Selon le rapporteur de la commission des Finances du Sénat, Albéric de Montgolfier, le PFU permettra aux dirigeants d’échapper à la barémisation des revenus du travail, en transformant leurs salaires – imposés au barème progressif de l’impôt sur le revenu, dont la plus haute tranche atteint 45 % – en dividendes soumis au PFU de 12,8 %. Soit une économie de 32,2 points.
Au soutien de son amendement, le rapporteur note que «dans les autres pays ayant mis en place une flat tax, ces comportements ont été observés et des dispositifs juridiques « anti-abus » ont été mis en place pour limiter l’ampleur du phénomène».

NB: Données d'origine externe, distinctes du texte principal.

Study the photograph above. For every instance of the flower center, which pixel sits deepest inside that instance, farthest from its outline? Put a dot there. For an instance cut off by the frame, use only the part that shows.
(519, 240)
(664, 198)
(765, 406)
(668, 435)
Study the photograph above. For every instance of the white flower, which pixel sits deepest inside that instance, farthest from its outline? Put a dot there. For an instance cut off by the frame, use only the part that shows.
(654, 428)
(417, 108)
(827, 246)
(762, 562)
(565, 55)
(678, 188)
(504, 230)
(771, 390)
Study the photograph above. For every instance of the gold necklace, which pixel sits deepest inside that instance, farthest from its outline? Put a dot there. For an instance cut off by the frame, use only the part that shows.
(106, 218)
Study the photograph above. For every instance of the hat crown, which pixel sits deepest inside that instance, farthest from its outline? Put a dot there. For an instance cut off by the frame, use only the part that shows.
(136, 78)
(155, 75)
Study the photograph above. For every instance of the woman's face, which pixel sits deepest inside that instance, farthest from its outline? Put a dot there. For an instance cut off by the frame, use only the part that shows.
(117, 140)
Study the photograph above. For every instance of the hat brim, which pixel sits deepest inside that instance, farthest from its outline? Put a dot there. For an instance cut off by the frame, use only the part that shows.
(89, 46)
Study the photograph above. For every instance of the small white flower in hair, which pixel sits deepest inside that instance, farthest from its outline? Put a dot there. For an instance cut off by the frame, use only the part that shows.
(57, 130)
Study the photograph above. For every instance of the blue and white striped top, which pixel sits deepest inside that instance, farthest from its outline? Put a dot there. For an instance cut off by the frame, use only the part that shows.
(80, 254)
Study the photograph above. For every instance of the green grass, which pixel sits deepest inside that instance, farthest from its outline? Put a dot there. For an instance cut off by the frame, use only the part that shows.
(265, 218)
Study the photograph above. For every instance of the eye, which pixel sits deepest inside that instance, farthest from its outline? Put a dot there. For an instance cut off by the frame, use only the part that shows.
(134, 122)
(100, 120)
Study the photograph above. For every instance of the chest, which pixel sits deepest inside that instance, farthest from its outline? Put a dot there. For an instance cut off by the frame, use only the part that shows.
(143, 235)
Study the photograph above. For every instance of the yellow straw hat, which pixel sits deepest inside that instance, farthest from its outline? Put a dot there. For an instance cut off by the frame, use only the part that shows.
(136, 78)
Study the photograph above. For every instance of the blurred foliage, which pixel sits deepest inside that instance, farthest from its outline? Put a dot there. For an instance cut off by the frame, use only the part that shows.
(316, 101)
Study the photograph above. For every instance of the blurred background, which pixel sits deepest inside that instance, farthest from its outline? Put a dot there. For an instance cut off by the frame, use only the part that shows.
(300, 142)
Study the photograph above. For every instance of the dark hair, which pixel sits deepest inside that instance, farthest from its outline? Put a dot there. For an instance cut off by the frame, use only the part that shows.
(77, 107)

Sur ce point, le ministre des Financess’est montré plus nuancé, estimant que «le risque était toutefois limité. Quand on est payé en dividendes, on ne cotise pas pour la retraite : c’est donc un choix plus risqué».
Pour couper court à toute velléité d’optimisation, les salariés dirigeants et cadres possédant plus de 10 % des droits de vote d’une société, ne bénéficieront du prélèvement forfaitaire que dans la limite de 10 % du capital investi. Cette option s’inspire d’une disposition existante pour les titres non cotés logés dans un PEA, puisque les produits et plus-values ne bénéficient de l’exonération d’impôt sur le revenu que dans la limite de 10 % du montant des placements.
Pour les travailleurs indépendants, le bénéfice du PFU sera plafonné à la part du revenu n’excédant pas 10 % du capital social et du compte courant d’associé. Au-delà, les distributions de dividendes au profit des travailleurs indépendants seront soumises aux cotisations du régime social des indépendants. Un mécanisme déjà connu dans la mesure où les distributions de dividendes des sociétés soumises à l’impôt sur les sociétés au profit des travailleurs indépendants sont soumises aux cotisations du Régime social des indépendantspour la part dépassant 10 % du capital social et du compte courant d’associé.
Le devenir de ce double dispositif«anti-abus» dépendra de l’Assemblée nationale,qui en première lecture n’a pas eu à débattre de cette question.